Estando haciendo sus cosas en el servicio, un compañero de trabajo me comentó anonadado la siguiente secuencia de acontecimientos:
-Sonido de pis
-Sonido de puerta abriéndose
-Sonido de papel para secarse las manos siendo arrancado
-Sonido de puerta cerrándose.
¿Qué falta aquí?

Puedo comprender que alguien se agarre la churrilla recién lavada en la ducha matutina y luego pase de lavarse las manos. Pero si tienes que secártelas, es que aquello… se ha mojado. Por el amor de San Feck, échale un poquillo de agua. So cochino.

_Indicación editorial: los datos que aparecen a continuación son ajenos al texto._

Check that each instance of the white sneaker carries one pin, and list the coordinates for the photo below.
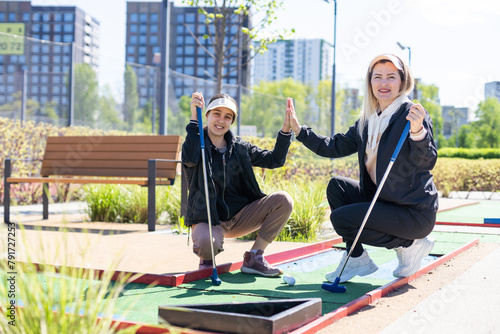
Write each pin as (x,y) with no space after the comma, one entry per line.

Y menos mal que se trataba de un pis. Porque tal anécdota me trajo a la cabeza esa conversación que me comentaron sobre las posibilidades de explotación del porno en móvil, con alguien argumentando, con toda la razón del mundo, que un trabajador puede estar aburrido en su despacho, tener un calentón, echarle un vistazo al móvil para no visitar páginas cochinas, e ir a desahogarse en el baño.

Desde entonces, no le doy la mano a la gente con la misma confianza.


La pesadilla del Dog bacon:No es que sea un obsesivo-compulsivo de la vida. Pero me da muchísimo reparo usar un retrete público. Claro que, tirándote en un mismo lugar más de ocho horas y media al día implica que tendrá que ceder o reventar. Sobre todo si acabas de tomar un sandwich de la máquina, esos conglomerados de margarina y guarrería que garantizan visitas al excusado cuales cubatas de evacuol (que diría El Reno Renardo). En mi trabajo, una combinación realmente letal es la de café junto con el maravilloso ‘Dog Bacon’, una cosa hecha con trocitos de salchicha congelada y beicon blanducho que, sí: sabe como suena.

Así que, ahí voy yo, muerto del asquito, a realizar ese complejo ritual de desperdicio de papel que ha acabado con más bosques que el gobierno brasileño: limpieza de la taza, limpieza de la zona en la que podría tocar el dingdingdong, papel rodeando el asiento, papel en el agua por si la cosa chapotea al caer y, muy importante, papel extra colgando en la zona pichal para parar cualquier tintineo del badajo. Que mi madre me enseñó a ser precavido y ‘Mejor Imposible’ que ser obsesivo compulsivo no es óbice para quedarte con la chica, ser felices y comer perdices.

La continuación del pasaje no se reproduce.